Upgraded government schools with fresh coats of paint, quality infrastructure, helpful teachers and regular parent-teacher meetings have all raised the ratings of AAP among the lower middle class.

The bad and the ugly...

From the politics of confrontation to delivering basics, Kejriwal has come a long way, but has the “quality of life” in Delhi improved during his time in office? The answer may not be so simple.

Delhi is a bad, rather a very bad, place to live in its current environmental conditions and the fact is that the Kejriwal government has not done much to improve either roads or public transport. The eastern and the western peripheral highways that reduced the entry of heavy vehicles in Delhi are courtesy the Centre and so is infrastructure like the Dhaula Kuan flyover.

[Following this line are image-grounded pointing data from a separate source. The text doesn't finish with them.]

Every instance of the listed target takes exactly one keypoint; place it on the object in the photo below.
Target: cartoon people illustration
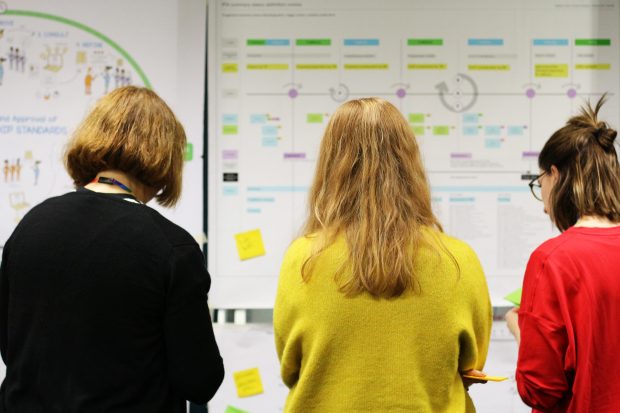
(88, 81)
(117, 77)
(12, 58)
(106, 79)
(5, 170)
(20, 60)
(18, 169)
(2, 60)
(37, 170)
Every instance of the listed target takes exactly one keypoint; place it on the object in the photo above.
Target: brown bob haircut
(589, 175)
(132, 130)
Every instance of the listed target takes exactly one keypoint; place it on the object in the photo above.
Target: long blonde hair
(370, 186)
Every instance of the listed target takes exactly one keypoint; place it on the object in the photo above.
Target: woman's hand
(512, 320)
(468, 381)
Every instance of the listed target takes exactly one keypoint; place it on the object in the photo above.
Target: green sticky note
(230, 409)
(189, 152)
(514, 297)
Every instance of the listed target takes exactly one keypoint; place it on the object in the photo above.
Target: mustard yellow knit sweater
(362, 354)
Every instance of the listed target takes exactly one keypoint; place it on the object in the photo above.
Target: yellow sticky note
(250, 244)
(248, 382)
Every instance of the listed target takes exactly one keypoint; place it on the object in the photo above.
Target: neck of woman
(593, 221)
(142, 192)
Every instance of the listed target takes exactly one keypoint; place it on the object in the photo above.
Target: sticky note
(515, 297)
(230, 409)
(248, 382)
(487, 378)
(250, 244)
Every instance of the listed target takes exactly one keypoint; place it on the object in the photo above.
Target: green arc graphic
(87, 29)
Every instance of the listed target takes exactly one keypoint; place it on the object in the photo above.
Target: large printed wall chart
(482, 84)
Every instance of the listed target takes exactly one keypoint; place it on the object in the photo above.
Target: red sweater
(570, 324)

The AAP government has added new buses to the ageing DTC fleet, but only very recently. The much-publicised Odd-Even scheme can at best be called a measure that added to the perception of the people living in the virtual gas chamber that “something is being done”. In any case, it is not a solution to the serious health hazard that people are facing round the year. Kejriwal’s politics is clear about what constitutes Delhi for him, but his health concerns remain limited to ‘Mohalla clinics’, not air quality.

The Air Quality Index (AQI) in the range of 500 and beyond is like smoking 30 to 40 cigarettes a day. An AQI between 0-50 is considered ‘good’, 51-100 ‘satisfactory’, 101-200 ‘moderate’, 201-300 ‘poor’, 301-400 ‘very poor’, and 401-500 ‘severe’. 

Above 500 is ‘severe-plus or emergency’ category and many places in Delhi and the neighbourhood are currently battling that and more.

The solutions are out there but not much has been done to put these into practice, and this includes the BJP-led Centre. A meeting of the Parliamentary Standing Committee on Friday to address the pollution crisis had to be cancelled as most officials and MPs did not turn up. That’s the level of seriousness on the issue. 

Delhi’s in situ dust

Burning of paddy stalk in neighbouring states may be a contributor to Delhi’s severe air quality, but other factors, in situ mostly, fall in the domain of the Delhi government. A study on Delhi’s air quality by IIT-Kanpur called road dust the top contributor to rising levels of PM 2.5 in the city. 

Delhi’s location and agro-climatic conditions make it a dust bowl, but higher levels of dust are attributed to reasons which are Delhi-centric, it said.

In other words, windblown dust from Rajasthan and other areas is not the key factor of air pollution in Delhi; the biggest contributor is unpaved roads, barren shoulders and dust deposits at construction sites. The IIT study submitted to the Delhi Government around 2016, which identified factors that caused pollution, also recommended steps to tackle it with “an integrated pollution control approach in the region”.

Pollution control approach nowhere in sight

The fact is that Delhi’s air pollution is not limited to winters, only the sources of PM10 and PM2.5 contributing to air quality are different from summers.

The winter sources include secondary particles, vehicles, biomass burning, municipal solid waste burning, and to a lesser extent soil and road dust.

Summer sources include coal and fly ash, soil and road dust, secondary particles, biomass burning, vehicles and municipal solid waste burning. Any action plan should include control of all sources, but are the politicians listening?